Monday, August 23, 2010
I’ve been feeling kind of dejected lately. I know that’s silly- Maisy has made a ton of progress over the last year, and I am very proud of her. Still, behavior modification is slow work, and sometimes it’s a bit disheartening to realize you’ve been working on your dog’s issues for over a year and still aren’t where you want to be.
This is nothing new, of course. In the time since I’ve started this blog, I’ve gone through similar funks twice, once back in December, and once in February, when I actually contemplated retiring Maisy from dog sports. I chose not to at the time, but after our last trial, I began to think about retirement again.
These thoughts were fueled by a conversation I had with someone who, upon hearing how hard I have to work at managing Maisy at trials, wondered why I bothered at all. The truth is, I really enjoy trials, enough that I’m willing to put in the hard work of behavior modification. And while Maisy doesn’t care about the ribbons or the social aspects of trials, she does enjoy being with me- enough, I think, that she, too, is willing to participate in the hard work.
Despite our mutual willingness to work on our issues, I’ve continued to question whether or not it’s fair to subject her to the stress of both the training and the trials. She’s come far enough in training that’s she’s a perfectly pleasant pet, able to enjoy walks and family outings, and shouldn't that be enough?
So, for the last few weeks, I’ve been pondering the ethical implications of trialing with a reactive dog. I had been leaning towards taking a temporary break from competition while we continue to work on our issues, but I felt stuck. I had no idea what needed to happen before we could go back to trials, and I knew that unless I could figure that out, our temporary break would turn into a permanent one… something I didn’t want.
At about the same time that I was wrestling with all this, I learned about a Control Unleashed seminar that was happening in Omaha, Nebraska. While that’s a bit of a drive, these seminars are pretty rare, so I jumped on the opportunity. What’s more, there was a working spot available, so this past weekend, I took Maisy to the seminar, which was taught by Leslie’s friend and one of the authorized seminar presenters, Alexa Karaoulis.
There was a lot of review- remember, Maisy and I have been attending CU-style classes for over a year now- but it really reminded me how important a good foundation is, and there are definitely a few areas where I can shore things up for Maisy. I also saw different ways to teach familiar things (Alexa teaches Look at That differently than I taught it to Maisy), and I grew a deeper appreciation for positive training in general.
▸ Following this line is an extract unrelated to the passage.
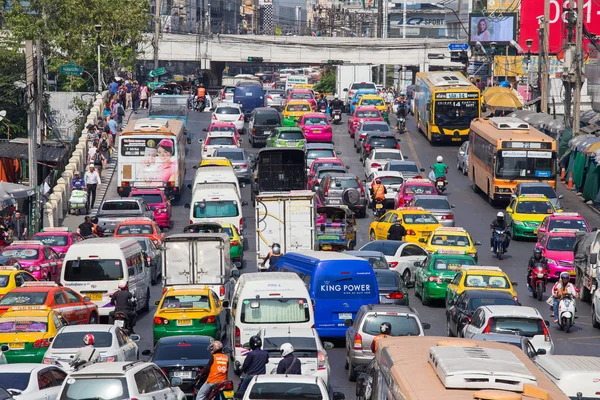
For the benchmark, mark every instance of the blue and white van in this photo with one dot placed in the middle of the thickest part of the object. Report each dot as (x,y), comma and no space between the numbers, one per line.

More importantly, though, I learned more about my dog and about her reactivity. My feelings of dejection are gone now, replaced by hope and enthusiasm. I still don't have all the answers, but I have a better understanding of what Maisy needs from me in order to succeed. I have some ideas on how to move forward, and I have complete faith that in the long run, this will only deepen our relationship further. And when it comes down to it, that's all that really matters anyway.
I can't wait to get started. And I can't wait to share it with you all.